If you're a cynical, publicly traded company producing cynical products designed to appeal to the widest audience possible, this means having to enter China. A $200MM movie will make its money back faster if it doesn't ignore 30% of the global market.

So they avoid anything the Chinese censors will dislike, and often add something the Chinese audience will. Not doing so means missing hundreds of millions of dollars. And it isn't as if we have many movies being made for art or creative purposes anymore. There isn't a whole lot left out there other than giant blockbusters carefully crafted to appeal to literally every single human being on the planet. It's why I find TV much more satisfying (also, it's why network television blows.)

What you just described it how they "force" and "fund" ideas. Their market has money to spend that outside companies want. Let's call that market square. The Chinese Government keeps their market square through censorship of media inside of China. They don't impose anything outside of China, but they do have a lot of money available inside of China.

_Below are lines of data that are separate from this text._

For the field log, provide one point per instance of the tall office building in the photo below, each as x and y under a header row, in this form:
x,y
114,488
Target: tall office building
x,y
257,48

The outside companies are from markets that are round and can accept many shapes of media. Luckily for the companies, that round market can ALSO fit square media. Square media sells well in China, and there is lots of money to earn in China. So they produce square media.

As a result, the Chinese censorship expands beyond the borders of China, not through force, but through coercive money, and our round markets start seeing a big uptick in square media, and square ideas, and a downswing in media and ideas that won't fit the square market.